How expensive is it to build a tunnel? Very expensive — typically tens to hundreds of millions of USD per kilometre, and in complex urban subway projects hundreds of millions to >$1 billion per kilometre (or $hundreds of millions–$billions per mile), depending on method, geology and how many stations/structures are required.
1. Typical cost ranges (rule-of-thumb)
① Small utility tunnels / short drives (1–4 m dia.): roughly $10–30 million per km in many markets (can be lower for very short, simple bores).
② Water/Utility Tunnels: Cheaper but still $5M–$30M per kilometer, depending on diameter and depth.
③ Road Tunnels: Typically cost $10M–$50M per kilometer (e.g., Turkey’s Eurasia Tunnel, $8.5M/km for a 14.6km undersea road tunnel) .
④ Standard metro / rail tunnels (urban, bored or drill+blast): ~$100–$500 million per km in many countries; weighted global averages from a large database are around $238M/km (2023 PPP).
⑤ Complex urban projects (deep, congested cities, many stations, strict regulations): $500M–$1.5B+ per km is seen in places like New York (examples quoted as roughly $1.5–2.5B per mile, which is about $930M–$1.55B per km).
⑥ Very long/major projects (e.g., Gotthard, Channel Tunnel): total costs run into the billions; per-km cost depends on scope but historically major base tunnels have worked out in the low hundreds of millions per km when averaged over the whole project.
2. Why the huge spread? (main cost drivers)
① Geology & groundwater — soft ground, high water pressure, squeezing rock or fault zones → much higher risk and costs.
② Method — TBM (high mobilization but efficient for long, consistent drives) vs drill-and-blast (flexible, cheaper for short/variable tunnels).

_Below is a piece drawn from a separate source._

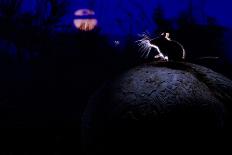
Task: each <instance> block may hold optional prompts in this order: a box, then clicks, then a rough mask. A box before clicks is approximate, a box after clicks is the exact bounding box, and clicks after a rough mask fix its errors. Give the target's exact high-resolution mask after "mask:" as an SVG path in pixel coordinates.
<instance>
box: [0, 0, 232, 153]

③ Diameter / cross-section — bigger tunnels = exponentially more excavation, lining, and finishing.
④ Depth & urban utilities — deep alignments, need to relocate utilities, underpin buildings, or work under traffic = major cost uplift.
⑤ Stations & portals — in metros, stations often cost more than the tunnelling per km (excavation, systems, finishes).

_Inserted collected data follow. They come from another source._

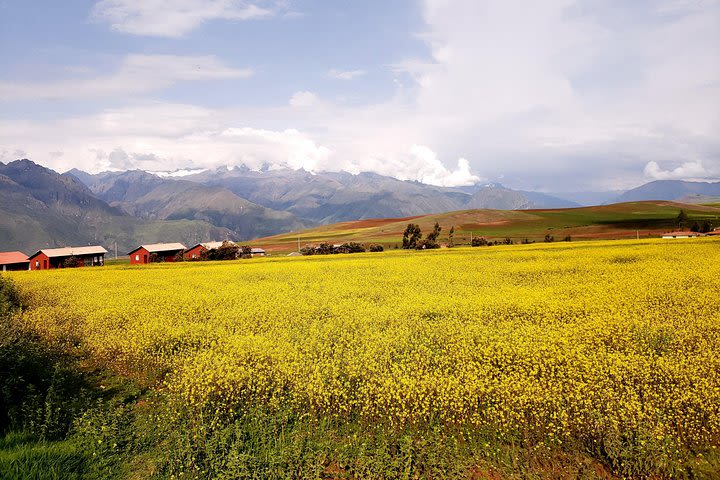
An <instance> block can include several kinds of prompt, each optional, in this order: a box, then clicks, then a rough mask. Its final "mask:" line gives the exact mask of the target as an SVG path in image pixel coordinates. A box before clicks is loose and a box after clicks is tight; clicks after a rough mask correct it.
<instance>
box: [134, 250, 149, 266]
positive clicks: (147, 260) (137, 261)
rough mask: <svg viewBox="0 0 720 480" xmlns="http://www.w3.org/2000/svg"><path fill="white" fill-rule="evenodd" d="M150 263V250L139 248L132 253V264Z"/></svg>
mask: <svg viewBox="0 0 720 480" xmlns="http://www.w3.org/2000/svg"><path fill="white" fill-rule="evenodd" d="M146 263H150V252H148V251H147V250H145V249H144V248H139V249H137V250H135V251H134V252H133V253H131V254H130V265H144V264H146Z"/></svg>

⑥ Regulation, labor, local procurement, environment & compensation — varies hugely by country and city.
⑦ Systems & fit-out — ventilation, safety, signalling, track, waterproofing, etc. can add large sums after excavation.
3. Real examples (illustrative)
① TransitCosts database (wide set of projects): weighted average $238M / km (2023 PPP-adjusted). Good for seeing global spread.
② U.S. big city projects: media/industry analysis shows some NYC projects can approach $1B+ per km (e.g., $1.5–2.5B per mile quoted for some NYC segments). High U.S. labor, regulation and complexity are cited reasons.
③ Channel Tunnel & Gotthard: multi-billion projects where the per-km average (when you spread total cost) lands in the low hundreds of millions per km, but these are special, large, long-duration projects with unique scope.